Да, собственно, я хочу рассказать совсем о другом… О человеке, которого так ненавижу — и которому обязан собственной жизнью.
Ментальный контур: Генрих Гиммлер
Своего шефа я знаю почти как себя самого. Пять лет — за это время даже тот, кто не наделён умением читать чужие мысли, многое бы о нём узнал. Он отнюдь не чудовище, каким его изображают на карикатурах в зарубежных газетах — с окровавленными мясницкими ножами и пеньковыми верёвками за поясом. Иные офицеры, те, кто плохо с ним знаком, порой за глаза называют его «психопатом» и «инопланетянином», но это сущая чепуха. Гиммлер хочет выглядеть таинственным и жестоким, однако надо видеть то, что вижу я, — как он день за днём с переменным успехом судорожно борется со скованностью и неуверенностью в себе, со своей слабохарактерностью, банальностью и никчёмностью.
Родись я лет на двадцать раньше и будь одноклассником Генриха — я б над ним всячески измывался, учитывая, что лишь моя наглость, сызмальства заменявшая мне бесстрашие, и всегдашняя готовность ввязаться в драку спасали меня самого в гимназические годы от издёвок, которые, с моим злосчастным косоглазием, были бы неминуемы, дай я хоть раз слабину, — во всяком случае, так мне тогда казалось.

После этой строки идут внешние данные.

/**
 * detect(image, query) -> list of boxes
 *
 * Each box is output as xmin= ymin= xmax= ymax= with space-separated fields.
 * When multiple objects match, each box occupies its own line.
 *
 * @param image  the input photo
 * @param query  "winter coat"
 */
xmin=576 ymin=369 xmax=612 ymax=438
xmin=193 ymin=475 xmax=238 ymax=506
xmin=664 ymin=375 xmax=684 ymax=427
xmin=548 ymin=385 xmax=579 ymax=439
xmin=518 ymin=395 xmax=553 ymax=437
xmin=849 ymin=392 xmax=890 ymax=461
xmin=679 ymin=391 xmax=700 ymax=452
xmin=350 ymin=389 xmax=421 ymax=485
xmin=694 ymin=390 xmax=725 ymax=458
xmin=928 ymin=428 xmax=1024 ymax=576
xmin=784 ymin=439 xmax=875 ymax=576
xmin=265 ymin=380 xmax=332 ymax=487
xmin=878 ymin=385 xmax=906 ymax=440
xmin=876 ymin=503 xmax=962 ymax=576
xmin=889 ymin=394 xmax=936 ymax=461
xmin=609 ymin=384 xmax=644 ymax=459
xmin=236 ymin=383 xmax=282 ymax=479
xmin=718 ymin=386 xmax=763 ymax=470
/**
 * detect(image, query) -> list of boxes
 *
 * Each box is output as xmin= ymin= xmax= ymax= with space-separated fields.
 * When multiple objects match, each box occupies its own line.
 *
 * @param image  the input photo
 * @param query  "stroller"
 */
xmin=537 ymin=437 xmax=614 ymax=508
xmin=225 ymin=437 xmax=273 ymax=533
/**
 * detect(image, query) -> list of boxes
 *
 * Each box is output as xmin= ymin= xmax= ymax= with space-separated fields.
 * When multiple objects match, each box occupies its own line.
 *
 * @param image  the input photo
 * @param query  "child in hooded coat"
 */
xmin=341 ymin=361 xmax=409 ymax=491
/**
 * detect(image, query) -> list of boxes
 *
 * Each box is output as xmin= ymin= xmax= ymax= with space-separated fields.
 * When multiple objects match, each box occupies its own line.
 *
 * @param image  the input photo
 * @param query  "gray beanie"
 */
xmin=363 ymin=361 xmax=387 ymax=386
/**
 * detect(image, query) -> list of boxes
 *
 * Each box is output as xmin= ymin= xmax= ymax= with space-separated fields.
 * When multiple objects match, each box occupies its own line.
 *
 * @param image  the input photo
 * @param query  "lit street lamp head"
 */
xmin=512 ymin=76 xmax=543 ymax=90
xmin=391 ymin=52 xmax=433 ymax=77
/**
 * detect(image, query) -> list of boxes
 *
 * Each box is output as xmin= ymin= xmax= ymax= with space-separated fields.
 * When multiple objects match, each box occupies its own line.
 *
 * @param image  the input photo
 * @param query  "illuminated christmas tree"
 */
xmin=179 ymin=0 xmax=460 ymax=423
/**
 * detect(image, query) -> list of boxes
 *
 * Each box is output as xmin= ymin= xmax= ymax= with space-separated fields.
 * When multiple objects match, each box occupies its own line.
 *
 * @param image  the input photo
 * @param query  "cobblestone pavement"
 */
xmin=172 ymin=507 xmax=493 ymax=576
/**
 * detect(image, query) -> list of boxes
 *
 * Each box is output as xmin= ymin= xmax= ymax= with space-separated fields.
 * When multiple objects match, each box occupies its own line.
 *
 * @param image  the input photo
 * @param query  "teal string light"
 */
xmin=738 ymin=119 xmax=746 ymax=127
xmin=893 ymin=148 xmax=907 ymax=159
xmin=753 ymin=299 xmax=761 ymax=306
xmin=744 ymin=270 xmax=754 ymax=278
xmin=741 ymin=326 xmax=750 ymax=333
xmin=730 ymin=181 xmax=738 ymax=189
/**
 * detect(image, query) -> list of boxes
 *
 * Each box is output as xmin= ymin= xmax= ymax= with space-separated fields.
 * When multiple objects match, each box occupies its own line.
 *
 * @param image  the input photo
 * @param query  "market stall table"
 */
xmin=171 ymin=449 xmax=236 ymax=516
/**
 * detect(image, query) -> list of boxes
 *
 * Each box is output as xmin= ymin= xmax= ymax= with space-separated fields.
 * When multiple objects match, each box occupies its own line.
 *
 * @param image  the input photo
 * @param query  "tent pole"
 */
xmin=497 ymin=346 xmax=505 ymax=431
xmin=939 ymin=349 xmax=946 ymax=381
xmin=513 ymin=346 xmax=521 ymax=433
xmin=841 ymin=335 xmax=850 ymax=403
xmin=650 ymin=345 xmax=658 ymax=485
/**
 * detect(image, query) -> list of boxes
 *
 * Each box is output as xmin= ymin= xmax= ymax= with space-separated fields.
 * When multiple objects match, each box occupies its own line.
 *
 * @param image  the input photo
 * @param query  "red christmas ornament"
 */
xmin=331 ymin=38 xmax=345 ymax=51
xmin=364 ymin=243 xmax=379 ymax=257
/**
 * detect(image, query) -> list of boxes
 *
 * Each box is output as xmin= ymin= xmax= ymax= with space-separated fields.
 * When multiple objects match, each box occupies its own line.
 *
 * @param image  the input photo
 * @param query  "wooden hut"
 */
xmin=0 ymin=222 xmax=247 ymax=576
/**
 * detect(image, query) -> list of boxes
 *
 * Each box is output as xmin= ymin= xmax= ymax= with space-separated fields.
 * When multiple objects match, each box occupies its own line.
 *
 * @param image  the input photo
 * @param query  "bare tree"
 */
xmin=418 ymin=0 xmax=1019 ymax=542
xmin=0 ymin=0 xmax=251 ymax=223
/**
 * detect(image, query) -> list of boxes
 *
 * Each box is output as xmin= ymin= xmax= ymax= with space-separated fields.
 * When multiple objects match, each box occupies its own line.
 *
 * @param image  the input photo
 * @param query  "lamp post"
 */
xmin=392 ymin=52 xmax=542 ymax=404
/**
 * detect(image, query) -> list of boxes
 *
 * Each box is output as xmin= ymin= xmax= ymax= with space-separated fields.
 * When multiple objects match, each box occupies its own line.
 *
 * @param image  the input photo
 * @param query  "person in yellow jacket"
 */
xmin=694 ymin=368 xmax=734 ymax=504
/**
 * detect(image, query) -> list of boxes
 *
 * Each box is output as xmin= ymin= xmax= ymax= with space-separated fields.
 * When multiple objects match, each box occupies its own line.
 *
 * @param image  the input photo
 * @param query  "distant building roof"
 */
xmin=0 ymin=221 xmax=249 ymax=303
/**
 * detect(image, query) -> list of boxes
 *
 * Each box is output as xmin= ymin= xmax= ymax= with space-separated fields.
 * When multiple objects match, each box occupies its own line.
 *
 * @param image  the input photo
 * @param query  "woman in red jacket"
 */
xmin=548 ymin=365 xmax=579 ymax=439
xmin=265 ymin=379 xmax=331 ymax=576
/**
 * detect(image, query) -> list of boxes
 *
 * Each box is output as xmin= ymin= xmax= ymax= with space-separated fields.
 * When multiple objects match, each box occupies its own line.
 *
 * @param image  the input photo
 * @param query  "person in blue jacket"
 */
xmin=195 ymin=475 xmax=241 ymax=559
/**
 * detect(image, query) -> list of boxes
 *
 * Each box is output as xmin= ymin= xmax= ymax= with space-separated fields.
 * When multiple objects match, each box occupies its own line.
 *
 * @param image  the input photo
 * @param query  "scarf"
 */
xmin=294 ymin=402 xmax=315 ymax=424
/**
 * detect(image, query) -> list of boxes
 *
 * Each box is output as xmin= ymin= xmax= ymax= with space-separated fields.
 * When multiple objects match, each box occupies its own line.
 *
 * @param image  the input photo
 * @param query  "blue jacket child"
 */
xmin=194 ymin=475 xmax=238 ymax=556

Именно страх породил во мне потребность в чужом восхищении: ежедневно быть «героем дня», всегда первым в жестоких шутках над учителями и одноклассниками, всегда на слуху, всегда на грани вылета из гимназии, от которого меня спасала слава уже иного рода — слава лучшего ученика — с ней учителя при всём старании не могли ничего поделать, мне нравилось с блеском отбиваться от их каверзных вопросов, задаваемых с намерением поймать меня на незнании чего-то... Меня учителя никогда не любили, но вынуждены были уважать. В Генрихе Гиммлере, напротив, учителя души не чаяли.